Business focus is changing from data management to intelligent action. Artificial intelligence (AI) can add significant power and effectiveness to human processes by recognizing patterns across massive amounts of historical data. The Intel Inside® Program (IIP), a co-branding members-based marketing program designed to help consumers identify which products use Intel® technology, receives ...thousands of reimbursement claims per month. Intel’s Global Audit Team (GAT) selected claims to audit for non-compliance, but the sheer volume of data made it difficult for humans to see the patterns that help better predict non-compliance.
Intel IT’s Advanced Analytics team developed the Compliance Analysis and Prediction Service (CAPS) using AI to support and optimize the decision process for which IIP claims to select for audit. In 2011, we conducted a proof of concept (PoC) of the CAPS model with the following goals of automating the process of selecting claims for audit; increasing the effectiveness of predicting non-compliant claims; continuously improving the model through machine learning; and gaining user trust in AI.

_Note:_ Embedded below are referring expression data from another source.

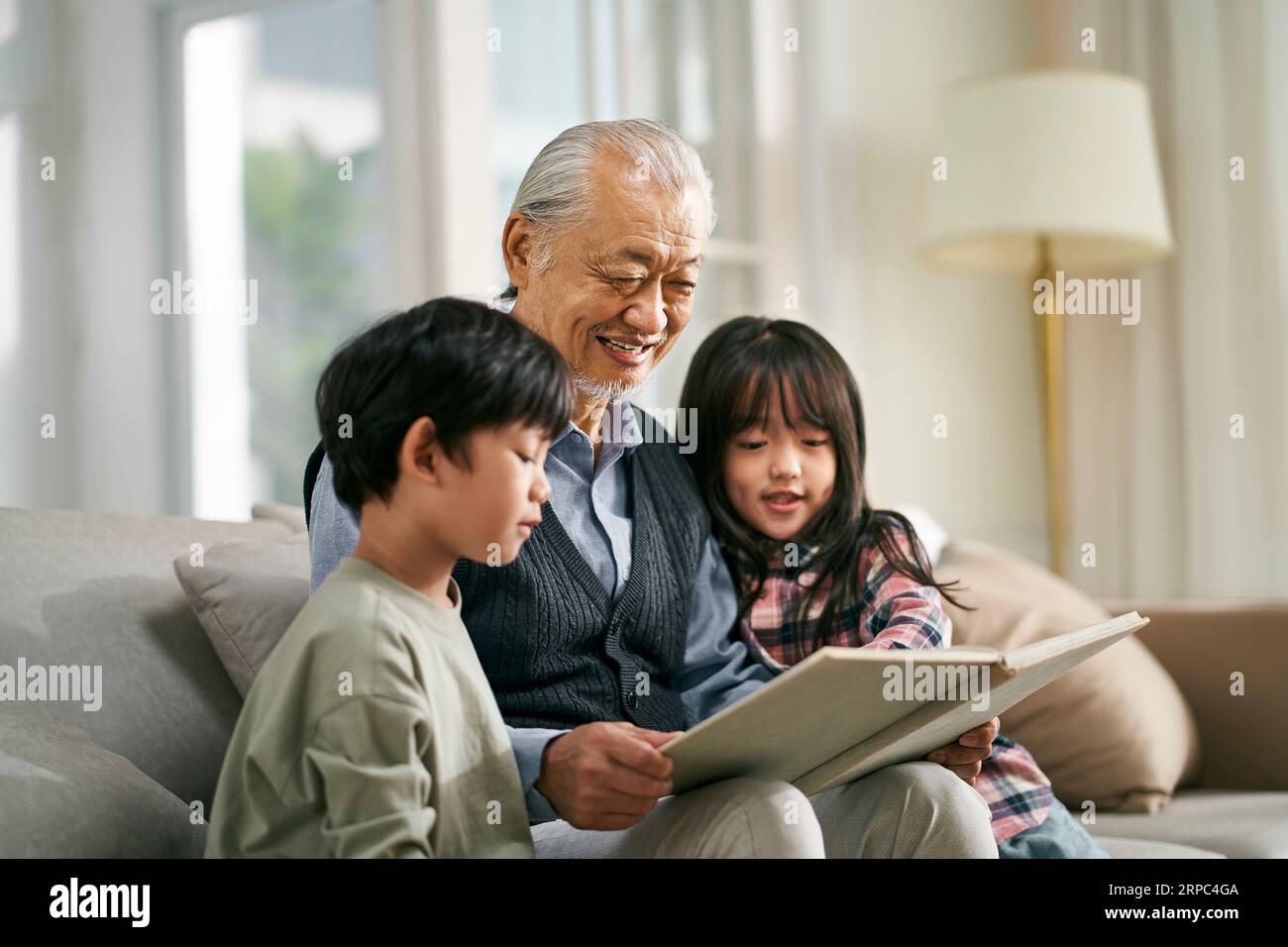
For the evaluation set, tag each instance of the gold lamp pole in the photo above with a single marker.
(1050, 343)
(1031, 155)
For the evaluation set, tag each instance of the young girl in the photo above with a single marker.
(780, 458)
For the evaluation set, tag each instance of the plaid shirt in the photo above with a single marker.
(896, 612)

CAPS reduced manual selection for GAT auditors and increased effectiveness, meeting the team’s business objectives without requiring additional resources. In 2013, CAPS-selected audits were 29 percent of all audits conducted. We increased reliance on the service as its accuracy increased. In the first half of 2017, CAPS-selected audits represented 84 percent of all audits conducted. During this same time period, CAPS-selected claims accounted for 97 percent of total dollars recovered from Non-compliant claims.
CAPS-selected claims recover an average of USD 20 million of marketing value per year that may have been lost due to non-compliance.